Fitting 5 folds for each of 80 candidates, totalling 400 fits

{'criterion': 'gini',
 'max_depth': 4,
 'max_features': 'sqrt',
 'n_estimators': 1500}

In [26]:
best_params = {'criterion': 'gini',
               'max_depth': 4,
               'max_features': 'sqrt',
               'n_estimators': 1500}

model = RandomForestClassifier(random_state=42, **best_params)
fit_predict_print_wp(model, train_x, train_y, test_x, test_y)

Accuracy: 54.40% (98/182)


This has given a small increase. Some hyperparameters are still at the border of the given values, so let's see if other values perform better:

In [28]:
def find_best_params(params, train_x, train_y):
    model = WinnerPredictor()
    groups = train_x["Test"]
    grid_model = GridSearchCV(model, params, cv=GroupKFold(n_splits=5), error_score="raise", verbose=1)
    grid_model.fit(train_x, train_y, groups=groups)
    return grid_model.best_params_

In [29]:
param_grid = {
    'n_estimators': [1500, 2000], # more estimators will always be better, but we want to remain computationally efficient
    'max_features': ['sqrt'],
    'max_depth': [2, 3, 4],
    'criterion': ['gini']
}

best_params = find_best_params(param_grid, train_x, train_y)
best_params

Fitting 5 folds for each of 6 candidates, totalling 30 fits


{'criterion': 'gini',
 'max_depth': 3,
 'max_features': 'sqrt',
 'n_estimators': 1500}

Fitting 5 folds for each of 6 candidates, totalling 30 fits

{'criterion': 'gini',
 'max_depth': 3,
 'max_features': 'sqrt',
 'n_estimators': 1500}

In [30]:
model = RandomForestClassifier(random_state=42, **best_params)
fit_predict_print_wp(model, train_x, train_y, test_x, test_y)

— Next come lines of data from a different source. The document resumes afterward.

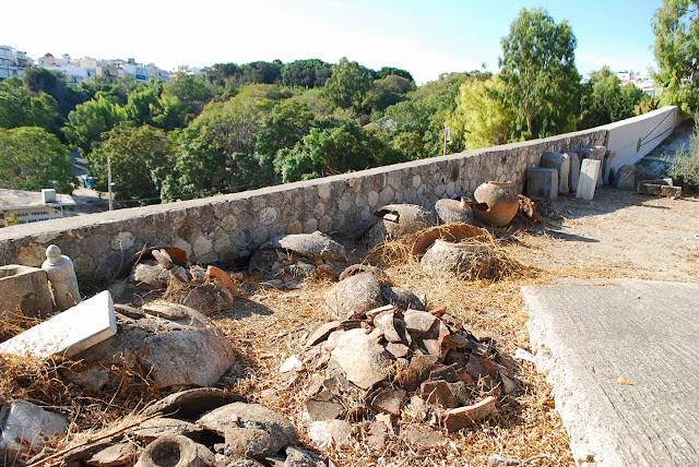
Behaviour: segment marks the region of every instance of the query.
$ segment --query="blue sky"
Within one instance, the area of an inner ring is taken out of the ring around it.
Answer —
[[[31,7],[28,7],[31,5]],[[662,0],[55,0],[5,2],[0,44],[37,59],[134,58],[178,64],[341,57],[402,68],[418,83],[487,63],[497,72],[500,38],[522,8],[568,20],[581,73],[608,64],[647,74],[654,65],[651,20]],[[12,19],[12,21],[7,21]]]

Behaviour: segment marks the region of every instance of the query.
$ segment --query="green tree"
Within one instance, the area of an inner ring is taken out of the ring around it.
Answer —
[[[574,129],[580,75],[568,22],[556,24],[542,8],[522,9],[500,44],[500,77],[517,111],[518,133],[531,139]]]
[[[56,99],[46,93],[37,97],[16,79],[0,82],[0,128],[40,127],[51,131],[56,113]]]
[[[580,99],[579,129],[600,127],[637,115],[637,106],[644,99],[643,92],[633,84],[621,87],[619,79],[608,67],[590,75]]]
[[[161,185],[173,167],[175,145],[161,129],[122,122],[104,135],[104,143],[88,156],[96,188],[107,190],[107,157],[117,200],[159,197]],[[147,203],[147,201],[146,201]],[[150,203],[149,203],[150,204]]]
[[[293,149],[281,149],[274,168],[284,183],[363,170],[403,161],[381,132],[359,127],[351,119],[331,118],[330,128],[311,129]]]
[[[332,76],[323,86],[323,97],[335,107],[359,112],[372,83],[371,70],[343,57],[332,67]]]
[[[655,33],[655,83],[661,101],[685,112],[699,108],[699,0],[664,0],[652,21]]]
[[[452,139],[464,140],[465,149],[495,146],[511,137],[514,115],[505,101],[505,83],[497,76],[488,81],[471,79],[457,96],[457,108],[447,124]]]
[[[68,148],[38,127],[0,129],[0,187],[72,193],[75,185]]]
[[[79,105],[70,112],[63,132],[68,141],[86,156],[94,143],[103,141],[102,133],[126,120],[123,108],[99,96]]]
[[[287,96],[277,86],[257,84],[225,103],[210,103],[178,139],[175,173],[163,197],[259,187],[272,178],[254,158],[254,135],[263,116],[283,97]]]

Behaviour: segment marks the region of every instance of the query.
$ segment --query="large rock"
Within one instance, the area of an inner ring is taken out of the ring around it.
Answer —
[[[325,304],[340,320],[352,320],[383,304],[381,286],[370,273],[350,276],[325,292]]]
[[[368,390],[389,376],[391,358],[363,328],[342,333],[331,352],[347,381]]]
[[[347,260],[345,248],[318,230],[312,234],[275,237],[263,243],[260,250],[285,250],[310,260]]]
[[[380,220],[367,234],[370,248],[435,225],[435,215],[415,204],[388,204],[374,214]]]
[[[283,415],[259,404],[228,404],[202,416],[197,423],[221,435],[225,435],[229,428],[264,431],[270,435],[266,456],[273,456],[282,447],[298,441],[294,426]]]

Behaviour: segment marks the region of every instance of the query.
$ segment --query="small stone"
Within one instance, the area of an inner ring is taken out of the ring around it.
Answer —
[[[331,321],[313,331],[306,340],[306,347],[312,347],[328,338],[330,333],[340,327],[340,321]]]
[[[477,404],[447,410],[441,415],[445,428],[450,432],[454,432],[469,427],[473,422],[485,420],[496,412],[496,405],[497,399],[488,396]]]
[[[428,450],[445,442],[445,438],[439,431],[419,426],[405,427],[401,431],[401,438],[418,450]]]
[[[449,383],[443,380],[424,382],[420,385],[420,396],[429,404],[447,408],[459,407],[459,399],[451,392]]]
[[[425,334],[437,321],[437,316],[426,311],[407,309],[403,313],[403,320],[407,324],[407,331],[415,335]]]
[[[318,448],[342,447],[350,444],[352,426],[344,420],[313,421],[308,435]]]
[[[401,405],[407,393],[404,390],[379,390],[371,398],[369,405],[372,409],[390,414],[393,416],[401,415]]]
[[[85,464],[99,467],[118,467],[132,465],[137,457],[135,444],[119,443],[99,451],[85,460]]]

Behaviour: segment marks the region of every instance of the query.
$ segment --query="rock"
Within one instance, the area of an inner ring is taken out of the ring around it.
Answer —
[[[138,427],[127,431],[129,436],[146,443],[164,435],[181,435],[200,441],[204,438],[205,431],[188,421],[175,418],[156,417],[145,420]]]
[[[297,446],[286,446],[284,467],[324,467],[325,463],[316,454]]]
[[[237,294],[238,287],[228,273],[215,266],[206,266],[206,277],[218,280],[230,294]]]
[[[306,412],[312,421],[331,420],[337,418],[344,410],[342,404],[332,391],[323,390],[306,400]]]
[[[473,224],[473,208],[465,197],[461,200],[438,200],[435,211],[442,224],[466,223]]]
[[[483,279],[494,276],[494,263],[493,251],[487,244],[437,240],[423,255],[420,267],[435,275]]]
[[[429,404],[440,405],[446,408],[459,407],[459,399],[451,392],[449,383],[443,380],[425,381],[419,391],[420,396]]]
[[[437,430],[410,424],[401,431],[401,439],[418,450],[428,450],[446,441]]]
[[[234,307],[233,294],[213,284],[178,290],[175,297],[181,297],[185,307],[198,310],[206,316],[218,311],[232,310]]]
[[[342,447],[350,444],[352,426],[344,420],[313,421],[308,435],[320,450],[327,450],[333,445]]]
[[[275,237],[260,246],[260,250],[292,251],[310,260],[347,261],[344,247],[318,230]]]
[[[133,443],[118,443],[106,447],[85,460],[88,466],[119,467],[133,465],[138,457]]]
[[[360,318],[382,304],[381,286],[369,273],[351,276],[325,294],[325,306],[341,320]]]
[[[340,327],[340,321],[331,321],[318,327],[316,331],[310,333],[308,339],[306,340],[306,347],[312,347],[328,338],[330,333],[336,331]]]
[[[272,435],[259,428],[228,427],[225,431],[226,456],[252,457],[263,459],[276,454],[281,446],[276,446]]]
[[[383,332],[383,337],[389,343],[400,343],[401,336],[395,331],[395,325],[393,324],[395,313],[393,310],[388,310],[381,312],[374,319],[374,325],[377,330],[381,330]]]
[[[427,380],[436,363],[437,357],[414,356],[407,369],[399,374],[398,381],[411,393],[417,391],[420,384]]]
[[[139,263],[131,270],[129,280],[137,287],[164,289],[167,287],[168,278],[168,271],[161,264]]]
[[[429,328],[437,321],[437,316],[426,311],[418,311],[413,309],[407,309],[405,313],[403,313],[403,321],[407,325],[407,332],[419,336],[429,331]]]
[[[152,368],[157,388],[213,386],[236,361],[228,338],[215,327],[147,336],[138,358]]]
[[[383,297],[383,301],[393,304],[399,310],[407,310],[408,308],[413,310],[425,310],[425,306],[420,299],[408,289],[383,287],[381,288],[381,296]]]
[[[389,204],[374,215],[380,220],[367,234],[369,248],[384,240],[414,234],[435,224],[434,214],[415,204]]]
[[[345,331],[331,352],[347,381],[368,390],[389,376],[390,357],[364,330]]]
[[[497,399],[488,396],[477,404],[459,407],[442,412],[445,428],[448,431],[459,431],[473,422],[485,420],[497,411]]]
[[[116,333],[111,295],[105,290],[3,342],[0,352],[36,359],[72,357]]]
[[[298,441],[294,426],[283,415],[259,404],[228,404],[202,416],[197,424],[222,435],[229,427],[265,431],[273,441],[271,453]]]
[[[10,459],[22,453],[38,453],[46,441],[68,430],[66,416],[26,400],[12,400],[7,414],[0,433],[0,451],[4,451]]]
[[[403,404],[403,399],[405,399],[406,394],[407,393],[400,387],[394,390],[381,388],[371,395],[369,405],[374,410],[398,417],[401,415],[401,405]]]
[[[386,346],[386,350],[395,358],[405,358],[410,355],[410,348],[403,344],[390,343]]]
[[[344,280],[347,277],[359,273],[371,273],[374,278],[381,284],[389,284],[391,282],[391,278],[386,274],[386,272],[383,272],[383,270],[370,264],[353,264],[345,267],[345,270],[340,274],[340,280]]]
[[[170,394],[143,412],[146,416],[161,412],[164,416],[197,420],[202,414],[233,402],[239,402],[239,397],[215,387],[200,387]]]
[[[135,467],[199,467],[197,444],[187,436],[162,436],[145,446]]]

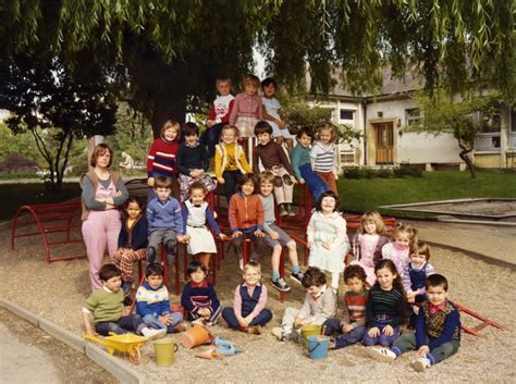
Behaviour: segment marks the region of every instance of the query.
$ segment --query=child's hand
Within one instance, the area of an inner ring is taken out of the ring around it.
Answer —
[[[342,325],[342,333],[348,333],[353,330],[353,325],[352,324],[343,324]]]
[[[417,350],[417,356],[425,357],[427,354],[430,354],[430,348],[428,345],[421,345]]]
[[[262,232],[261,230],[256,230],[256,231],[255,231],[255,236],[256,236],[256,237],[263,237],[265,234],[263,234],[263,232]]]
[[[380,334],[380,329],[378,326],[373,326],[367,332],[369,337],[377,337]]]
[[[394,329],[393,329],[391,325],[385,325],[385,326],[383,327],[382,333],[383,333],[385,336],[392,336],[392,335],[394,335]]]

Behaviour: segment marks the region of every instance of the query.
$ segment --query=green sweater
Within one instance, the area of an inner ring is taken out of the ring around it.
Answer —
[[[303,176],[300,175],[299,166],[310,163],[310,150],[297,143],[297,146],[292,150],[291,163],[294,175],[297,179],[302,179]]]
[[[123,315],[123,301],[124,293],[122,289],[109,292],[106,287],[101,287],[89,295],[84,307],[93,313],[96,323],[115,322]]]

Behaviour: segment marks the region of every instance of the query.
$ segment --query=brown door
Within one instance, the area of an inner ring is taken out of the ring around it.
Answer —
[[[393,123],[374,124],[377,138],[377,164],[392,164],[394,162],[394,128]]]

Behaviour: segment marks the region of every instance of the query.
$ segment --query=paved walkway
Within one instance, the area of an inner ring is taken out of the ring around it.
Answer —
[[[516,227],[484,224],[443,223],[432,221],[406,221],[419,231],[419,238],[471,253],[488,256],[516,269]]]

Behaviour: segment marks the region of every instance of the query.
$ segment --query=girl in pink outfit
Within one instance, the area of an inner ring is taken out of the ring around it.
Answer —
[[[403,280],[405,268],[407,267],[410,249],[417,244],[417,230],[410,225],[397,224],[394,231],[394,241],[388,243],[382,248],[383,259],[392,260],[396,267],[397,274]]]
[[[108,248],[112,258],[116,252],[119,233],[122,226],[119,207],[125,203],[128,193],[118,174],[109,168],[113,151],[106,144],[95,147],[90,165],[94,168],[81,177],[83,188],[83,238],[89,261],[91,289],[102,286],[98,272]]]
[[[389,243],[384,235],[385,225],[377,211],[367,211],[360,218],[360,227],[353,240],[355,260],[351,264],[358,264],[367,275],[367,284],[372,287],[377,282],[374,267],[382,259],[382,248]]]

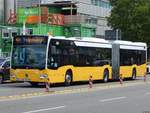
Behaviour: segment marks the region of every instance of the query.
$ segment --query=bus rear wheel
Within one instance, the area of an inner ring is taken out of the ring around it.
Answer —
[[[132,71],[132,80],[136,79],[136,69],[133,69]]]
[[[103,75],[103,82],[104,83],[108,82],[108,79],[109,79],[109,72],[108,70],[105,70]]]
[[[65,86],[70,86],[72,83],[72,73],[69,71],[65,75]]]

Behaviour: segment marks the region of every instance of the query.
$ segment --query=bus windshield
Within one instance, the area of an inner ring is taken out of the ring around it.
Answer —
[[[46,45],[15,45],[12,54],[12,68],[44,69]]]

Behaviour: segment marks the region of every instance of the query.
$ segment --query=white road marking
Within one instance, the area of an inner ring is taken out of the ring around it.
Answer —
[[[145,93],[145,94],[150,95],[150,92],[147,92],[147,93]]]
[[[108,101],[114,101],[114,100],[121,100],[121,99],[125,99],[127,97],[115,97],[115,98],[109,98],[109,99],[102,99],[100,100],[100,102],[108,102]]]
[[[65,108],[65,107],[66,106],[58,106],[58,107],[53,107],[53,108],[46,108],[46,109],[39,109],[39,110],[34,110],[34,111],[27,111],[27,112],[23,112],[23,113],[37,113],[37,112],[42,112],[42,111],[61,109],[61,108]]]

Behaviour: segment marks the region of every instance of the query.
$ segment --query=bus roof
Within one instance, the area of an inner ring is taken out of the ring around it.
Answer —
[[[129,50],[146,50],[147,49],[146,43],[142,43],[142,42],[116,40],[113,43],[119,44],[121,49],[129,49]]]
[[[62,39],[62,40],[74,40],[74,41],[84,41],[84,42],[96,42],[96,43],[109,43],[109,41],[101,38],[94,37],[69,37],[65,38],[64,36],[52,37],[52,39]]]
[[[142,43],[142,42],[131,42],[131,41],[121,41],[121,40],[116,40],[114,41],[114,43],[120,45],[130,45],[130,46],[147,46],[146,43]]]

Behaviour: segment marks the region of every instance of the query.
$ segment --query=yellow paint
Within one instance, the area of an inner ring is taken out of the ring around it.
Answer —
[[[102,80],[105,69],[109,70],[109,78],[112,78],[112,71],[109,65],[101,67],[62,66],[57,70],[11,69],[11,75],[15,75],[15,77],[11,77],[11,81],[24,81],[26,75],[28,75],[28,79],[32,82],[45,82],[44,79],[40,79],[40,75],[46,74],[50,83],[63,83],[65,81],[66,71],[69,69],[72,70],[73,81],[88,81],[90,75],[92,75],[93,80]]]
[[[133,69],[136,69],[136,76],[144,76],[146,73],[146,64],[143,65],[132,65],[132,66],[120,66],[120,74],[122,77],[129,78],[132,77]]]
[[[146,72],[146,64],[143,65],[132,65],[132,66],[120,66],[120,74],[123,78],[132,77],[133,69],[136,69],[137,76],[144,76]],[[101,67],[74,67],[74,66],[62,66],[56,70],[45,69],[11,69],[11,81],[24,81],[26,76],[32,82],[45,82],[45,79],[41,79],[40,75],[48,75],[50,83],[63,83],[65,81],[65,74],[67,70],[72,70],[73,81],[88,81],[92,75],[93,80],[102,80],[105,69],[109,70],[109,79],[112,79],[112,68],[109,65]]]

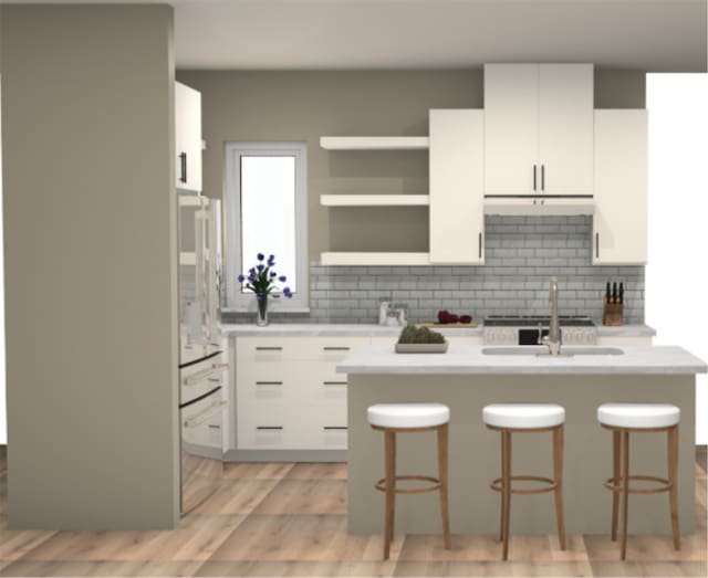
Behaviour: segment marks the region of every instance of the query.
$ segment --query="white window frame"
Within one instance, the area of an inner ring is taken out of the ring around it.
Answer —
[[[295,275],[292,298],[269,301],[269,309],[290,313],[310,312],[310,267],[308,264],[308,145],[306,143],[226,143],[226,295],[223,311],[254,312],[256,297],[242,293],[237,277],[252,263],[241,263],[241,157],[293,156],[295,158]],[[278,258],[278,255],[275,255]]]

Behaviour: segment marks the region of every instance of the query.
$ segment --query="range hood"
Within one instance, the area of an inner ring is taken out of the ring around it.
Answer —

Accuracy: 55.49% (101/182)


More information about the different hyperparameters can be found [here](https://www.analyticsvidhya.com/blog/2020/03/beginners-guide-random-forest-hyperparameter-tuning/). Criterion is not listed on this site. This is just the split criterion, which determines on what attribute the tree should split.